La lecture des déclarations de Rocard aurait-elle changé la donné? On peut y lire que la politique africaine au Rwanda a pour origine un accord d’assistance militaire, scellé “au cours d’un safari” par Valéry Giscard d’Estaing en 1975. A l’époque, Michel Rocard déplore que “le régime Habyarimana affiche déjà à l’époque une référence raciste marquée. “Mais s’il persécute, il tue encore peu”, estime encore l’ancien Premier ministre.
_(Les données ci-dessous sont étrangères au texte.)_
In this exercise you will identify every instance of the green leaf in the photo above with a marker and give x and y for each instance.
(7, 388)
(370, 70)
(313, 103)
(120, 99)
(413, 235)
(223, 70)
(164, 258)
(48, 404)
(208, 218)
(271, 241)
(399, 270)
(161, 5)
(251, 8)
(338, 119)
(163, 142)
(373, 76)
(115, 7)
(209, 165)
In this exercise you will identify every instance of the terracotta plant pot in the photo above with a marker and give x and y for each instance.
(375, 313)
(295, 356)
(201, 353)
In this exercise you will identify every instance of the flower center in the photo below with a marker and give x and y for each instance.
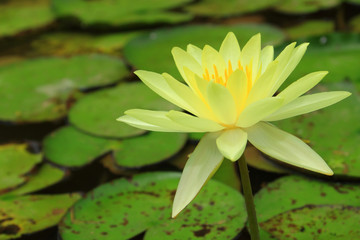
(223, 78)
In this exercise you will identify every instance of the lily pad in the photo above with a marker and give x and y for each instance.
(219, 8)
(40, 89)
(281, 198)
(73, 148)
(342, 222)
(97, 112)
(126, 207)
(305, 6)
(332, 132)
(310, 28)
(355, 24)
(120, 12)
(15, 162)
(64, 44)
(335, 53)
(46, 176)
(155, 47)
(19, 15)
(29, 214)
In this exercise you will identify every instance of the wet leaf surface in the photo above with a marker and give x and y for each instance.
(332, 132)
(120, 12)
(126, 207)
(41, 89)
(28, 214)
(324, 222)
(46, 176)
(15, 162)
(18, 15)
(286, 195)
(156, 46)
(90, 115)
(73, 148)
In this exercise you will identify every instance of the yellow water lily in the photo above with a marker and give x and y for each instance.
(230, 95)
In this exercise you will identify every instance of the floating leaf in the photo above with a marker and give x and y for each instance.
(332, 132)
(64, 44)
(126, 207)
(97, 112)
(120, 12)
(15, 162)
(39, 90)
(73, 148)
(155, 47)
(29, 214)
(46, 176)
(310, 28)
(280, 198)
(335, 53)
(305, 6)
(219, 8)
(17, 16)
(316, 222)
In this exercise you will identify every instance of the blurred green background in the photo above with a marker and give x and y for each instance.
(66, 74)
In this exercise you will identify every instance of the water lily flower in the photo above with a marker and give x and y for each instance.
(230, 95)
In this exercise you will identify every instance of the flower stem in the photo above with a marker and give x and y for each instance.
(249, 200)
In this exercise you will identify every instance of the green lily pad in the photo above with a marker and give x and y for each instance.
(15, 162)
(310, 28)
(29, 214)
(335, 53)
(120, 12)
(281, 197)
(46, 176)
(19, 15)
(355, 24)
(40, 89)
(332, 132)
(305, 6)
(64, 44)
(155, 47)
(126, 207)
(72, 148)
(97, 112)
(341, 222)
(219, 8)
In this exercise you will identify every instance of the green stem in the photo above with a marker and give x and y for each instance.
(249, 200)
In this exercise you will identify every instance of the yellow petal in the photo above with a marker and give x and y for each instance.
(286, 147)
(257, 111)
(266, 57)
(301, 86)
(292, 62)
(193, 103)
(251, 53)
(237, 86)
(221, 102)
(187, 120)
(195, 52)
(230, 49)
(160, 119)
(263, 86)
(179, 94)
(307, 103)
(213, 63)
(184, 59)
(200, 167)
(231, 143)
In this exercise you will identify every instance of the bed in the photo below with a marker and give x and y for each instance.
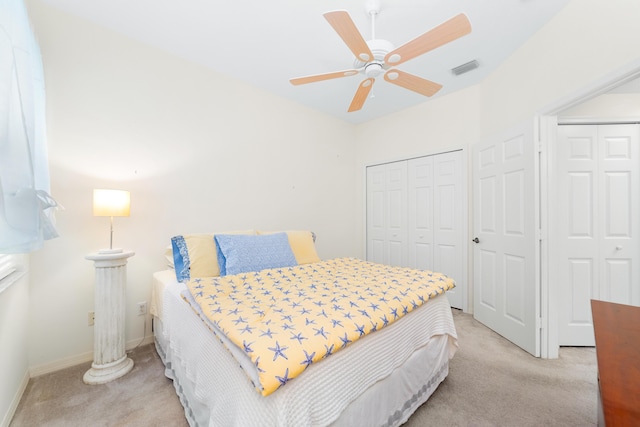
(378, 379)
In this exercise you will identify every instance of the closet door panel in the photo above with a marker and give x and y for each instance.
(420, 211)
(447, 221)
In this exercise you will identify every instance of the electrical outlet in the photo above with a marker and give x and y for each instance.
(142, 308)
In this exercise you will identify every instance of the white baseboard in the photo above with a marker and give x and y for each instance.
(16, 401)
(67, 362)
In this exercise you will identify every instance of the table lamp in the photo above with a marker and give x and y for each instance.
(111, 203)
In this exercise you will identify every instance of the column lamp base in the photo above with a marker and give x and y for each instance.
(101, 374)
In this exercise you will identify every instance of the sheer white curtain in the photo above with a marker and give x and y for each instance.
(25, 203)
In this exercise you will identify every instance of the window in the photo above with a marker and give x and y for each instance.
(8, 271)
(7, 265)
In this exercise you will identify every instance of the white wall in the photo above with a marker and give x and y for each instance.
(199, 152)
(586, 41)
(610, 105)
(14, 361)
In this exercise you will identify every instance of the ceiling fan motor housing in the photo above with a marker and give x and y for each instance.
(375, 67)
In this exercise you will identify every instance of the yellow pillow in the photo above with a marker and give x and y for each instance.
(196, 255)
(302, 245)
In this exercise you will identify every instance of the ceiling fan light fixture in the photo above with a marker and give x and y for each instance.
(466, 67)
(393, 59)
(373, 69)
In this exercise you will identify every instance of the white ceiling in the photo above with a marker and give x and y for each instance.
(264, 43)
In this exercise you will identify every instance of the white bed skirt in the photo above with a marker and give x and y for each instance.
(215, 391)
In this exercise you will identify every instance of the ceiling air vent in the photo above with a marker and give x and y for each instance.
(465, 68)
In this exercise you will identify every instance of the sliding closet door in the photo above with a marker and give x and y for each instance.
(420, 200)
(448, 233)
(387, 213)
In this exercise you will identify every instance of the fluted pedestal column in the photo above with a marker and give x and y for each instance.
(110, 360)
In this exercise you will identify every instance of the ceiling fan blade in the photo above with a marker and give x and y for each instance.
(361, 94)
(347, 30)
(320, 77)
(444, 33)
(411, 82)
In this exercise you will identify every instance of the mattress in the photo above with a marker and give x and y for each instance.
(344, 389)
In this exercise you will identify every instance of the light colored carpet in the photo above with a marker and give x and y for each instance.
(491, 383)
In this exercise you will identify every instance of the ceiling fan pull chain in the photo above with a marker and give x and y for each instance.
(373, 14)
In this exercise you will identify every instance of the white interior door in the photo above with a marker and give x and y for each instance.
(505, 202)
(598, 223)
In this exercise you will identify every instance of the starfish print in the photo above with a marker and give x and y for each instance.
(278, 351)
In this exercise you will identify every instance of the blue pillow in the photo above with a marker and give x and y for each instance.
(242, 254)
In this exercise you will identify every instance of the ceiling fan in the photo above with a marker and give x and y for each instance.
(377, 56)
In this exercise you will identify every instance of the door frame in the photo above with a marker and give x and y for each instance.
(467, 290)
(548, 115)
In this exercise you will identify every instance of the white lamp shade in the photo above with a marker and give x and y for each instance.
(111, 203)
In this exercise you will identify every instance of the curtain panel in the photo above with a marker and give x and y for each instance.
(26, 208)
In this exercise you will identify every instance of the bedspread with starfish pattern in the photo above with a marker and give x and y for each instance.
(285, 319)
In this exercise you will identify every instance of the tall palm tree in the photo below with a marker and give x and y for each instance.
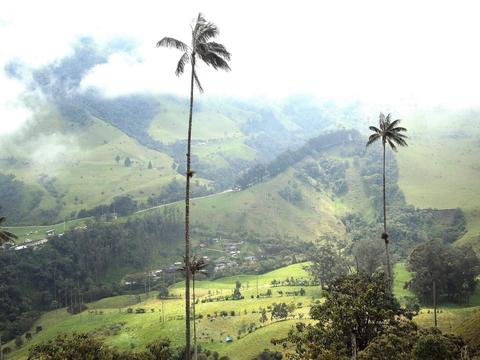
(197, 266)
(217, 56)
(5, 236)
(390, 133)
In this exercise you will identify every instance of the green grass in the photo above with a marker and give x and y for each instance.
(86, 174)
(401, 276)
(137, 330)
(450, 317)
(36, 232)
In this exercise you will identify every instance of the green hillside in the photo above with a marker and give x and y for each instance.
(80, 171)
(110, 320)
(440, 169)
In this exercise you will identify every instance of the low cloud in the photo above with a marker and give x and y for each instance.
(13, 112)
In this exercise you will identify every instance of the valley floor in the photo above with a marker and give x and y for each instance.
(110, 318)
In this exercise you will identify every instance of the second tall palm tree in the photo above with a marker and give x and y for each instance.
(217, 56)
(390, 133)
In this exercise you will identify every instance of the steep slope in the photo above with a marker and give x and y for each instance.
(440, 168)
(75, 167)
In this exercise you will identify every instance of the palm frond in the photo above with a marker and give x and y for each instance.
(393, 124)
(214, 60)
(375, 129)
(381, 118)
(197, 81)
(218, 49)
(173, 43)
(392, 145)
(398, 140)
(185, 59)
(373, 138)
(205, 32)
Le socialiste, qui s’est rendu au Rwanda après le génocide, perçoit la nature réelle du Front patriotique rwandais (FPR) : “une armée faite de citoyens rwandais exilés” et pas un mouvement “ougando-tutsi” comme le qualifie l’entourage de François Mitterrand. Pourtant, comme il le rappelle, il avait été totalement écarté de la décision d’intervenir au Rwanda en 1990, lorsque le régime en place sollicite l’aide de la France pour contrer une rébellion d’exilés rwandais venue d’Ouganda.

L’ancien rival de François Mitterrand émet également un ensemble d’interrogations, notamment sur le rôle de la France dans les accords d’Arusha du 4 août 1993 (censés mettre un terme à la guerre civile rwandaise commencée en 1990), alors que à son retour d’Arusha, “Habyarimana, contrairement à ce qu’il vient de signer, durcit son régime”, mais aussi sur les livraisons d’armes françaises au régime Hutu. “Quand ont pris fin les dernières livraisons d’armes françaises à Habyarimana ?”, s’interroge-t-il encore.

Emmanuel Macron doit se rendre ce jeudi 27 mai à Kigali pour une visite hautement symbolique présentée par l’Élysée comme “l’étape finale de la normalisation” des relations entre la France et le Rwanda. Reste à savoir si la révélation de cette affaire peut entacher le processus, alors même que Kigali se montre critique vis-à-vis du rapport Duclert.